This module offers a way of interacting with Labels projects from python. The central class in this module is the Project class. It allow you to either create a new local project or load an existing local project:

import imfusion
from imfusion import labels
new_project = labels.Project('New Project', 'path/to/new/project/folder')
existing_project = labels.Project.load('path/to/existing/project')
remote_project = labels.Project.load('http://example.com', '1', 'username', 'password123')

From there you can add new tag definitions, annotation definitions and data to the project:

project.add_tag('NewTag', labels.TagKind.Bool)
project.add_labelmap_layer('NewLabelmap')
project.add_descriptor(imfusion.io.open('/path/to/image')[0])

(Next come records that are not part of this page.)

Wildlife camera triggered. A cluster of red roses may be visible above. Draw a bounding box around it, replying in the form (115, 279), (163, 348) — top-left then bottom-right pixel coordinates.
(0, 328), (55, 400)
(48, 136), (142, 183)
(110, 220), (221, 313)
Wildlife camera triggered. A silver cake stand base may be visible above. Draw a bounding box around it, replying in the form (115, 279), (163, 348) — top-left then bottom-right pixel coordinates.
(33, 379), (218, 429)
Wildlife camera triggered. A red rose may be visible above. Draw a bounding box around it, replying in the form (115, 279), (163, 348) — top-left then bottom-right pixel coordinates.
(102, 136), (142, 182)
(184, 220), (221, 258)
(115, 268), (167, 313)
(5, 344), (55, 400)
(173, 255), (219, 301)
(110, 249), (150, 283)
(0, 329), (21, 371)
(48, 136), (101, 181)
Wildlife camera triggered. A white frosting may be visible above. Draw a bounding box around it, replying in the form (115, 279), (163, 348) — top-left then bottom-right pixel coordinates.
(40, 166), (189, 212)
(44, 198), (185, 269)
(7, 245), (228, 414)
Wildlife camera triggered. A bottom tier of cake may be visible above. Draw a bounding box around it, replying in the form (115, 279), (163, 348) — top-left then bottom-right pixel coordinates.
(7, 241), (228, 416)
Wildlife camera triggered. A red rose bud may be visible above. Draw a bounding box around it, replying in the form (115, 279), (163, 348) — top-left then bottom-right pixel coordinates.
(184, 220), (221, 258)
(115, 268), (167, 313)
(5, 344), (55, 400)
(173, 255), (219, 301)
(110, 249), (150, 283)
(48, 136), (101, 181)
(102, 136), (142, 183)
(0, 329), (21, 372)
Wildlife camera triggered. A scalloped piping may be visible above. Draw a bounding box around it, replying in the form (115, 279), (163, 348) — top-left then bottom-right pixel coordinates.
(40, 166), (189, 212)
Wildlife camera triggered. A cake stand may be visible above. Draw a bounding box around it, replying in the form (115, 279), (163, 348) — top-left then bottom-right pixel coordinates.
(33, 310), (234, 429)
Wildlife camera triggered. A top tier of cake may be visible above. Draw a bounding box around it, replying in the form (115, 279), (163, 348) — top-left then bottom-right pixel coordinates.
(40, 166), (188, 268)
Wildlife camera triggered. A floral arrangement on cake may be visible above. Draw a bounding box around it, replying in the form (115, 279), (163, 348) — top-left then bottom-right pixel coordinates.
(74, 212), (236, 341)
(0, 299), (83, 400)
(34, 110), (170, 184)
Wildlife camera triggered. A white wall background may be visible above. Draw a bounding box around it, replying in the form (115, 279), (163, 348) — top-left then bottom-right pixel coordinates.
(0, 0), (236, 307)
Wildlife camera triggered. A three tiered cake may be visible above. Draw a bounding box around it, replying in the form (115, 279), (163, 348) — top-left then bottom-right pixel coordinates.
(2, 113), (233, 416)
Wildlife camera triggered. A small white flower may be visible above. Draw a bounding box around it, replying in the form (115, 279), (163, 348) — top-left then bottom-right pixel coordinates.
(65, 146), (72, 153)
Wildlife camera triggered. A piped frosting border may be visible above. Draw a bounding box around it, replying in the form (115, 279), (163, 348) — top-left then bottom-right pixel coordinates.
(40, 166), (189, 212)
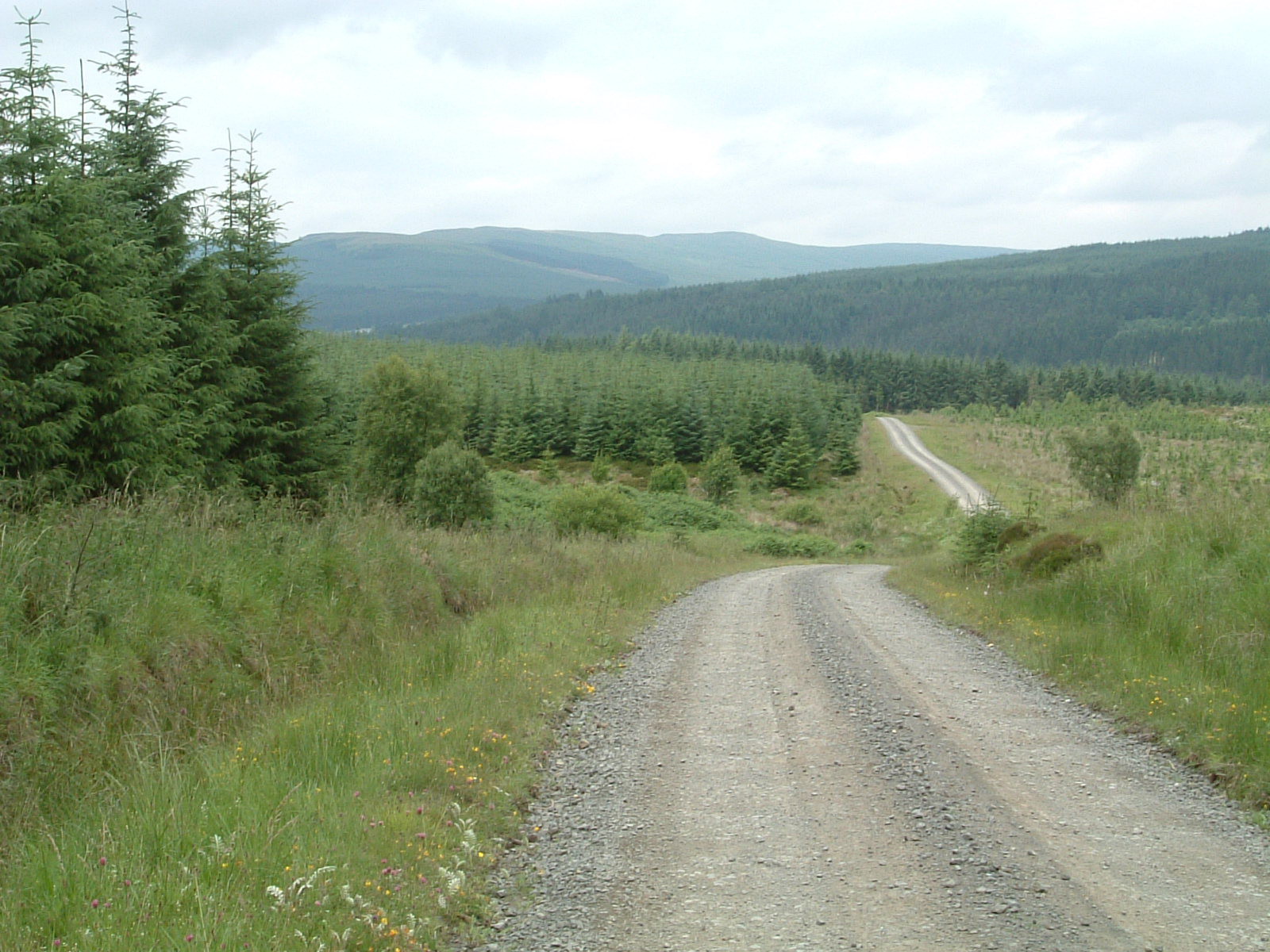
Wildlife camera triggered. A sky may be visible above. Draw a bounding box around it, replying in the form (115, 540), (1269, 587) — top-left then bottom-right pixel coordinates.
(10, 0), (1270, 249)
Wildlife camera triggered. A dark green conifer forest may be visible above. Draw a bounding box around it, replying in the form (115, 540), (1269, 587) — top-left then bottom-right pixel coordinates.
(0, 6), (326, 497)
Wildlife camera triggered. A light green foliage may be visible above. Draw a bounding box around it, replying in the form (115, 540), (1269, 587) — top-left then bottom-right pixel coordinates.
(591, 453), (614, 484)
(745, 532), (841, 559)
(826, 402), (861, 476)
(551, 486), (643, 538)
(779, 499), (824, 525)
(357, 355), (459, 503)
(637, 493), (745, 532)
(1063, 421), (1141, 505)
(648, 463), (688, 493)
(538, 449), (560, 482)
(414, 440), (494, 528)
(701, 443), (741, 505)
(764, 423), (817, 489)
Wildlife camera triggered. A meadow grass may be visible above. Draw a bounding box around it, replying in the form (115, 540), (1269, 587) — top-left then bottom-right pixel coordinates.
(891, 406), (1270, 815)
(0, 497), (771, 950)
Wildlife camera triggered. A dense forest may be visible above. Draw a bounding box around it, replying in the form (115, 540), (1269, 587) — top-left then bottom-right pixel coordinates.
(417, 228), (1270, 378)
(0, 6), (326, 495)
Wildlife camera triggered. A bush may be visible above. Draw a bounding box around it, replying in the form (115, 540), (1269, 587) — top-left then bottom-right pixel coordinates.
(639, 493), (741, 532)
(745, 532), (840, 559)
(952, 503), (1014, 569)
(414, 440), (494, 528)
(1014, 532), (1103, 579)
(550, 486), (643, 538)
(591, 453), (614, 482)
(356, 357), (459, 503)
(648, 463), (688, 493)
(1062, 423), (1141, 505)
(491, 471), (557, 528)
(779, 499), (824, 525)
(701, 443), (741, 505)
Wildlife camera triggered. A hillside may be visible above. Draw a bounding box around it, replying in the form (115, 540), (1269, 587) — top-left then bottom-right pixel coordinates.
(290, 227), (1010, 330)
(423, 228), (1270, 377)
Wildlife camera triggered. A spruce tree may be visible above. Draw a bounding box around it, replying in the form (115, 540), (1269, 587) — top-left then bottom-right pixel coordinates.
(214, 133), (330, 493)
(0, 17), (173, 493)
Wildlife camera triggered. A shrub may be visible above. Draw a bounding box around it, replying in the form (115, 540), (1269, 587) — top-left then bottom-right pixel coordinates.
(639, 493), (741, 532)
(1014, 532), (1103, 579)
(648, 463), (688, 493)
(550, 486), (643, 538)
(1062, 423), (1141, 505)
(491, 471), (556, 528)
(591, 453), (614, 482)
(745, 532), (840, 559)
(414, 440), (494, 528)
(779, 499), (824, 525)
(701, 443), (741, 505)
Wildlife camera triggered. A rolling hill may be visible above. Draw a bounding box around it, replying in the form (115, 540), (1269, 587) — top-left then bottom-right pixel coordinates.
(290, 227), (1010, 330)
(421, 228), (1270, 378)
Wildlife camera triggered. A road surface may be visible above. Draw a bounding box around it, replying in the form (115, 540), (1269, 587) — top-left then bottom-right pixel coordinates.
(878, 416), (993, 512)
(478, 565), (1270, 952)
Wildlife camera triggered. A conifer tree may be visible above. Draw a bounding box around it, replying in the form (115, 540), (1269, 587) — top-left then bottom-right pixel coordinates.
(0, 17), (173, 493)
(764, 423), (815, 489)
(214, 133), (330, 493)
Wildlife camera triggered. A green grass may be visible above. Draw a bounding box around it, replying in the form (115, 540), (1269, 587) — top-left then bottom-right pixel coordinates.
(0, 466), (864, 952)
(891, 408), (1270, 812)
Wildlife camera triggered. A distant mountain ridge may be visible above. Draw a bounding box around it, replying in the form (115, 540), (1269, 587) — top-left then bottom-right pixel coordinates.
(419, 228), (1270, 379)
(290, 227), (1014, 330)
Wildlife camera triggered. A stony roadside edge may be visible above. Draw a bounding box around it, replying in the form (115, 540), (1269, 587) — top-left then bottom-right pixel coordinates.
(468, 571), (1270, 952)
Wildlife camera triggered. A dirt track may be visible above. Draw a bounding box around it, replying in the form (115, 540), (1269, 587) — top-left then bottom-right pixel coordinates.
(485, 566), (1270, 952)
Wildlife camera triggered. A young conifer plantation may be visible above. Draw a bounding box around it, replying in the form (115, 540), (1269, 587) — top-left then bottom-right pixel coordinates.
(0, 4), (1270, 952)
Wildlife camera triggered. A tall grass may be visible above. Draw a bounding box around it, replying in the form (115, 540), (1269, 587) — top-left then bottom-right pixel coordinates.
(894, 406), (1270, 811)
(0, 497), (756, 952)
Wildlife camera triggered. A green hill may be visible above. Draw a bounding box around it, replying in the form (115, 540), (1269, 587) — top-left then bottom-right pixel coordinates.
(421, 228), (1270, 378)
(290, 227), (1010, 330)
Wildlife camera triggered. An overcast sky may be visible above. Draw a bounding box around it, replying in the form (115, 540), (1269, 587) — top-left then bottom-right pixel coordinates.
(10, 0), (1270, 248)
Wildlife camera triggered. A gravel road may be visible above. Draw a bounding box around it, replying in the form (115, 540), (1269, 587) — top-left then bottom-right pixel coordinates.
(478, 565), (1270, 952)
(878, 416), (993, 512)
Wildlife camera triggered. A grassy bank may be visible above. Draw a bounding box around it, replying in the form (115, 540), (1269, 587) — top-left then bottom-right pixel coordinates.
(893, 408), (1270, 812)
(0, 497), (772, 950)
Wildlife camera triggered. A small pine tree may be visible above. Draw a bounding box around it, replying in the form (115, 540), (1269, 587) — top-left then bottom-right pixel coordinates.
(216, 133), (330, 493)
(414, 440), (494, 528)
(701, 443), (741, 505)
(764, 423), (815, 489)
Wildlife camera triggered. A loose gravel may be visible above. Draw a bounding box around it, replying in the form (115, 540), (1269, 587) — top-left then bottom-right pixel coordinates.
(476, 566), (1270, 952)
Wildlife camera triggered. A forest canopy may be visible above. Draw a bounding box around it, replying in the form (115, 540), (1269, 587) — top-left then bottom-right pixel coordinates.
(0, 5), (325, 497)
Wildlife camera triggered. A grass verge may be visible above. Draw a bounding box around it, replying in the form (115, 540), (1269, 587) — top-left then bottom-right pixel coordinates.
(891, 409), (1270, 820)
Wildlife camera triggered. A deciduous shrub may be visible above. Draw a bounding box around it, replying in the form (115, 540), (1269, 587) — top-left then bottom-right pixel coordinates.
(1014, 532), (1103, 579)
(648, 463), (688, 493)
(550, 486), (643, 538)
(701, 443), (741, 505)
(779, 499), (824, 525)
(414, 440), (494, 528)
(1063, 423), (1141, 505)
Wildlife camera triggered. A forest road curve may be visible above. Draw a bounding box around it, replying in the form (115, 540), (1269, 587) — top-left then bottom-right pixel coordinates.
(478, 565), (1270, 952)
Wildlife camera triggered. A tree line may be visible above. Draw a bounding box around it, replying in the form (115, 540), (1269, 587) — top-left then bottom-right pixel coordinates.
(414, 228), (1270, 379)
(0, 11), (329, 495)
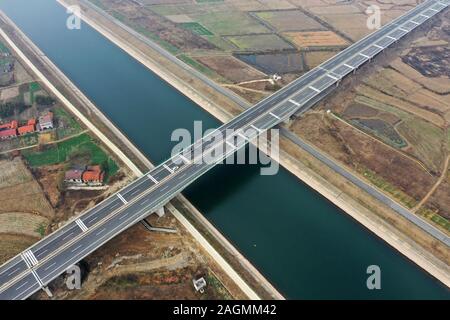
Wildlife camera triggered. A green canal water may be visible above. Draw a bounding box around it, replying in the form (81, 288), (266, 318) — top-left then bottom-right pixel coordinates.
(0, 0), (450, 299)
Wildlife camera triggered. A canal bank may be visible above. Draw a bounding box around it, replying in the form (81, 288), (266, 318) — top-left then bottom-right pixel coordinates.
(57, 0), (450, 287)
(0, 11), (283, 300)
(1, 1), (447, 298)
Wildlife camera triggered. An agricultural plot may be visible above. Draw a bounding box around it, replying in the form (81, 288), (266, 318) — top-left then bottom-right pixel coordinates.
(22, 134), (119, 181)
(226, 33), (295, 52)
(196, 56), (265, 83)
(351, 119), (407, 148)
(0, 158), (53, 217)
(283, 31), (349, 49)
(253, 10), (326, 32)
(181, 22), (213, 36)
(190, 11), (270, 35)
(236, 52), (304, 74)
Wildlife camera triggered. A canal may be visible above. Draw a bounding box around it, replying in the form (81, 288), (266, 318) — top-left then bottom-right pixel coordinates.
(0, 0), (449, 299)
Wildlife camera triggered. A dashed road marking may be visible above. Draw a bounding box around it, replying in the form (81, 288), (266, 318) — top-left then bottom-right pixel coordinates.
(163, 164), (174, 173)
(117, 193), (128, 204)
(75, 219), (88, 232)
(31, 270), (44, 287)
(309, 86), (322, 93)
(147, 173), (158, 184)
(179, 154), (191, 163)
(359, 52), (370, 59)
(225, 141), (236, 149)
(269, 112), (281, 120)
(344, 63), (355, 70)
(250, 125), (262, 132)
(327, 74), (339, 81)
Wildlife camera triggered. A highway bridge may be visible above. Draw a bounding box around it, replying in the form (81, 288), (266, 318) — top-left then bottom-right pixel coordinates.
(0, 0), (450, 300)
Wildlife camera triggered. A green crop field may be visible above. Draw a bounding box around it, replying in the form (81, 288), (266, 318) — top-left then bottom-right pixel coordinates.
(28, 82), (41, 103)
(180, 22), (213, 36)
(189, 10), (270, 35)
(22, 134), (119, 177)
(227, 34), (293, 51)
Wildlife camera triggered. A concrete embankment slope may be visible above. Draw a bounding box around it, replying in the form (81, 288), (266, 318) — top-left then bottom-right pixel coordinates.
(0, 13), (283, 299)
(59, 0), (450, 286)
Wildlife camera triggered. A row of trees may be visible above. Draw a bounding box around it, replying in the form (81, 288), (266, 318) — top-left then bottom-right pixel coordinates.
(0, 102), (30, 118)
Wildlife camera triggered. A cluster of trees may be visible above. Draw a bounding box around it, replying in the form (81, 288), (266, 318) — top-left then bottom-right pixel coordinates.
(0, 102), (30, 118)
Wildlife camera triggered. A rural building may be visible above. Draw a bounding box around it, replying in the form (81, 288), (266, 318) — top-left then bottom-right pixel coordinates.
(0, 120), (19, 130)
(38, 112), (53, 131)
(0, 62), (14, 86)
(0, 129), (17, 140)
(82, 169), (105, 185)
(64, 169), (84, 184)
(64, 166), (105, 186)
(17, 124), (35, 136)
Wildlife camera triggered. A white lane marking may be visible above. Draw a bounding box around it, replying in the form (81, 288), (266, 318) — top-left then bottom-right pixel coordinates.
(117, 193), (128, 204)
(95, 228), (106, 236)
(359, 52), (370, 59)
(36, 249), (48, 258)
(16, 281), (29, 291)
(89, 216), (100, 223)
(75, 219), (88, 232)
(62, 232), (73, 241)
(238, 133), (248, 141)
(110, 203), (120, 210)
(141, 198), (152, 205)
(130, 189), (141, 196)
(24, 250), (38, 266)
(269, 112), (281, 120)
(309, 86), (322, 93)
(147, 174), (158, 184)
(7, 267), (20, 277)
(31, 270), (44, 287)
(179, 154), (191, 163)
(225, 141), (236, 149)
(344, 63), (355, 70)
(163, 164), (174, 173)
(70, 244), (83, 253)
(44, 262), (56, 271)
(250, 125), (262, 132)
(20, 253), (31, 268)
(327, 74), (339, 81)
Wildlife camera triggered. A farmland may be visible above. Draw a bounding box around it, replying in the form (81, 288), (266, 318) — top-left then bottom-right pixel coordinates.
(290, 8), (450, 231)
(91, 0), (422, 102)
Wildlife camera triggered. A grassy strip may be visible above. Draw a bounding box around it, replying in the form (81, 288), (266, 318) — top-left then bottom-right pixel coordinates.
(22, 133), (119, 181)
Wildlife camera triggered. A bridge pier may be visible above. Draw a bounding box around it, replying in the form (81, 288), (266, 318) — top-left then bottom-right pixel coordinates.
(154, 207), (166, 218)
(42, 286), (53, 298)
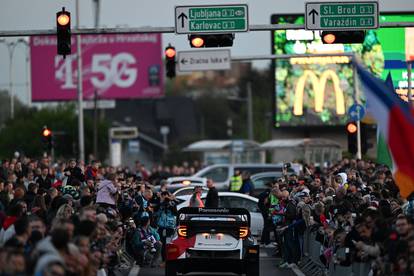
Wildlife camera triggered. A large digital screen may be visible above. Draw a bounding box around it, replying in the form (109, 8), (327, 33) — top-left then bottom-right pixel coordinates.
(272, 14), (414, 127)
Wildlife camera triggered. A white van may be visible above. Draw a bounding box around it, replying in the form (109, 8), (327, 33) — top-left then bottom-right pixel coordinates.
(169, 164), (293, 191)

The Project instance is also the central way to access this kind of data:

new_tag = project.tags['NewTag']  # can also be indexed with an integer, i.e. tags[0]
new_labelmap = project.labelmap_layers['NewLabelmap']  # can also be indexed with an interger, i.e. labelmap_layers[0]
new_descriptor = project.descriptors[0]

The DataDescriptor class represents an entry in the project’s database and can be used to access the the entry’s metadata, tags and annotations. The interface for accessing tags and annotations is the same as in Project but also offers the additional value attribute to get the value of the tag / annotation:

name = descriptor.name
shape = (descriptor.n_images, descriptor.n_channels, descriptor.n_slices, descriptor.height, descriptor.width)
new_tag = descriptor.tags['NewTag']
tag_value = descriptor.tags['NewTag'].value
labelmap = descriptor.labelmap_layers['NewLabelmap'].load()
roi = descriptor.roi
image = descriptor.load_image(crop_to_roi=True)

Note

Keep in mind that all modifications made to a local project are stored in memory and will only be saved to disk if you call Project.save(). Modifications to remote projects are applied immediately. Alternatively, you can also use the Project as a context manager:

with Project('SomeName', /some/path) as project:
        ...  # will automatically save the project when exiting the context if there was no exception

Warning

Changing annotation data is the only exception to this rule. It is written immediately to disk (see :meth:LabelMapLayer.save_new_data`, :meth:LandmarkLayer.save_new_data`, :meth:BoundingBoxLayer.save_new_data`)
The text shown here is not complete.